Law of Total Probability
An astute person once observed that when looking at a picture, like the one we saw for conditional probability:
that event $E$ can be thought of as having two parts, the part that is in $F$, $(E \and F)$, and the part that isn’t, $(E \and F\c)$. This is true because $F$ and $F\c$ are (a) mutually exclusive sets of outcomes which (b) together cover the entire sample space. After further investigation this proved to be mathematically true, and there was much rejoicing:
$$ \begin{align} \p(E) &= \p(E \and F) + \p(E \and F\c) \end{align} $$This observation proved to be particularly useful when it was combined with the chain rule and gave rise to a tool so useful, it was given the big name, law of total probability: $$ \begin{align} \p(E) &= \p(E \and F) + \p(E \and F\c) \\ &= \p(E | F) \p(F) + \p(E | F\c) \p(F\c) \\ \end{align} $$
If we combine our above observation with the chain rule, we get a very useful formula the Law of Total Probability of LOTP for short: $$ \begin{align} \p(E) &= \p(E | F) \p(F) + \p(E | F\c) \p(F\c) \end{align} $$
There is a more general version of the rule. If you can divide your sample space into any number of mutually exclusive events: $B_1, B_2, \dots B_n$ such that every outcome in the sample space falls into one of those events, then: $$ \begin{align} \p(E) &= \sum_{i=1}^n \p(E \and B_i) && \text{Extension of our observation}\\ &= \sum_{i=1}^n \p(E | B_i) \p(B_i) && \text{Using chain rule on each term} \end{align} $$
Generalization to Many Background Events
The events $F$ and $F^C$ are always mutually exclusive and they always cover the entire sample space, no matter what $F$ represents! If you can find more than two background events that are also mutually exclusive, and their union covers the entire sample space (the universe of outcomes) then you can use the generalized version of the law of total probability.

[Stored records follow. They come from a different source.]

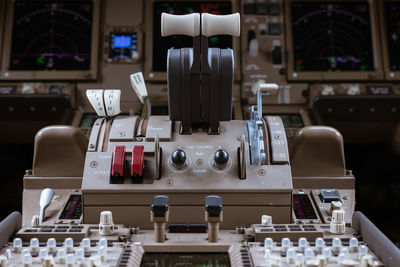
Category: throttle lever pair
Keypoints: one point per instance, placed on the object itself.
(190, 24)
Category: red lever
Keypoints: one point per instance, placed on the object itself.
(137, 161)
(117, 168)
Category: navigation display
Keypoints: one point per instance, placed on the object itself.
(51, 35)
(332, 36)
(162, 44)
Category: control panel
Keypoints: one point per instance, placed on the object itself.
(196, 133)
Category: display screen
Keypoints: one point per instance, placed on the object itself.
(172, 259)
(123, 46)
(51, 35)
(392, 15)
(162, 44)
(332, 36)
(122, 41)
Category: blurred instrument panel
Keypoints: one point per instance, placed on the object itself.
(334, 61)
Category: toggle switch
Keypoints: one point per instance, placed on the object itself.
(277, 55)
(221, 158)
(178, 158)
(337, 225)
(46, 196)
(159, 216)
(106, 225)
(137, 165)
(213, 216)
(118, 162)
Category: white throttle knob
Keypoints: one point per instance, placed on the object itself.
(220, 24)
(95, 97)
(46, 196)
(266, 220)
(180, 24)
(337, 225)
(335, 205)
(112, 100)
(106, 225)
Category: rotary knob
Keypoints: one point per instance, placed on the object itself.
(178, 158)
(221, 158)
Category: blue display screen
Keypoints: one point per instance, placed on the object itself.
(122, 41)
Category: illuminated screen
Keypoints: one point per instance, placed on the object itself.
(392, 15)
(51, 35)
(162, 44)
(121, 41)
(185, 259)
(332, 36)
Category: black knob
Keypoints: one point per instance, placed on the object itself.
(178, 158)
(221, 158)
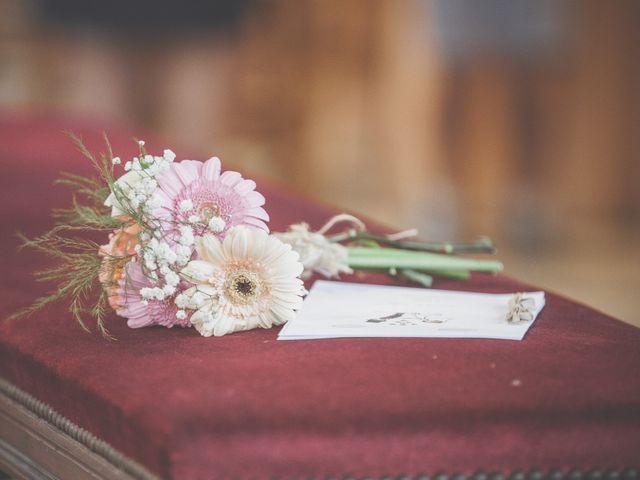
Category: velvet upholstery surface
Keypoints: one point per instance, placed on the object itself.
(246, 405)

To generalize the law of total probability, imagine we can divide the sample space into several mutually exclusive background events $( B_1, B_2, \dots, B_n )$, where these sets cover the entire sample space. In this case, any event $E$ can be decomposed by considering the likelihood of $E$ within each of these disjoint sets.
In the image above, you could compute $\p(E)$ to be equal to $$\p\Big[(E \and B_1) \text{ }\or \text{ }(E \and B_2)\text{ } \or \text{ } \dots \text{ } \or \text{ }(E \and B_n)\big]$$ There are many real world cases where (a) it is much easier to think of the probability of an event $E$ in the context of a background event $B_i$ and the sample space can be discretized into several mutual exclusive background events $B_i$. Lets start with an example with three events $B_1, B_2, B_3$. Suppose you are trying to determine the likelihood that a randomly selected individual will test positive for a certain disease, $\p(E)$. The population can be divided into three mutually exclusive groups :
- $B_1$: Individuals who are high-risk (e.g., individuals with a known exposure to the disease),
- $B_2$: Individuals who are medium-risk (e.g., individuals with a family history of the disease but no direct exposure),
- $B_3$: Individuals who are low-risk (e.g., the general population without known risk factors).
Where:
- $P(E | B_1)$ is the probability of testing positive given someone in the high-risk group
- $P(E | B_2)$ is the probability of testing positive given someone in the medium-risk groups,
- $P(E | B_3)$ is the probability of testing positive given a person is in the low-risk group.
- $ P(B_1)$, $P(B_2)$ and $P(B_3)$ are the probabilities of a person being in the high-risk, medium-risk and low-risk groups.
This works because everyone can belongs to one of the background events ($B_1, B_2, B_3$), in other words the sets span the sample space. Moreovoer each person is in only one of the sets, and as such they are mututally exclusive. It is helpful because its easier to think of the probability of $E$, testing positive, in the context of the background events, where you know how at risk the patient is.